As he spoke, a spasm came on Mrs. Byrd's face, and her body writhed under the covers. Becky nodded, saying Byrd was right, saying this was it.
The spasm passed, leaving the face loose and tired. Mrs. Byrd opened her eyes, opened them dead into those of Evans. In that instant, in that flash of knowing, Evans saw not Mrs. Byrd or Mrs. Anybody. He saw Rebecca and Brownie and Mercy and all the members of the train. He saw everybody. He saw himself. He saw the humble, hurtful, anxious, hoping look that was the bone-deep look of man.
He went out, meeting Mrs. Mack coming in. A fire was going by the Fairmans' tent and Mrs. Fairman was a shadow by it, cooking up a broth, he thought, to take to Mrs. Byrd. A little mist of steam was coming from the kettles on the fire close by.

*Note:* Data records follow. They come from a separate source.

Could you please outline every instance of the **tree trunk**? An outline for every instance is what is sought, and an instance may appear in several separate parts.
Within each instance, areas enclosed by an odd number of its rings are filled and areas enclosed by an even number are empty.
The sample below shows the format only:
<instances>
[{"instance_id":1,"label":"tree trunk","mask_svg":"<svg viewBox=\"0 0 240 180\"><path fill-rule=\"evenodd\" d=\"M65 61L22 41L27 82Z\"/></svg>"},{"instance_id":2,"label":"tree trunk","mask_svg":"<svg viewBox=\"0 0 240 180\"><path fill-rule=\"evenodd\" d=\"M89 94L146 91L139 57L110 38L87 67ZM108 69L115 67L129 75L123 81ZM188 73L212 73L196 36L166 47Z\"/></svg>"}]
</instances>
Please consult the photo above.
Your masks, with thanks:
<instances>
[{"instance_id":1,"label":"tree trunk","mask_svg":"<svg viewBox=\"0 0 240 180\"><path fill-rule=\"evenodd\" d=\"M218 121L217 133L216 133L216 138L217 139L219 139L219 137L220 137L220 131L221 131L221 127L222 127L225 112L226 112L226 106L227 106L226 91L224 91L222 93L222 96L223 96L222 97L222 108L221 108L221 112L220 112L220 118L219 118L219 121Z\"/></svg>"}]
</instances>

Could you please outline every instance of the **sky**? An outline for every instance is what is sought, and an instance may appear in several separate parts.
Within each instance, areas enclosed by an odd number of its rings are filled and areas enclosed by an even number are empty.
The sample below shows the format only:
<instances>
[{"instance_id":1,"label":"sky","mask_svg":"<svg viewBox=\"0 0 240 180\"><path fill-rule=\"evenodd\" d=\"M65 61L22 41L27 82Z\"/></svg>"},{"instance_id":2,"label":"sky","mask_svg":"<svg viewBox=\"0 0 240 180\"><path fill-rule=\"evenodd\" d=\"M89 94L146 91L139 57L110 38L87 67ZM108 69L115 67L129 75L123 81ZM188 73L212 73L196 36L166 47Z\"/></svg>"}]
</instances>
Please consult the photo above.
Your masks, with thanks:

Byrd was putting on more wood. He gazed at Evans as if to ask a question. Evans couldn't think of anything worth saying. He sat down by the fire to give the man his company.
A pigeon, he had thought, and later on a duck, and later on a chicken, a woman mild as milk, with no inner force to fix her in the others' minds. Even the moaning that brought Byrd to his feet was a weak moaning. Had things gone right with her, who could call her name ten years from now? What was her name, they'd say, you know, that quiet, little woman?
But, for a breath, he had looked into her eyes and seen below and known that she was kin to him.
The child was born dead, like Rebecca said, an hour or two before the eastern sky warmed up. They buried it, unnamed, and Weatherby spoke a prayer, and they rigged a bed for Mrs. Byrd and dragged away for Boise. It was August 15. Who could say when snow would be blowing in the Blues?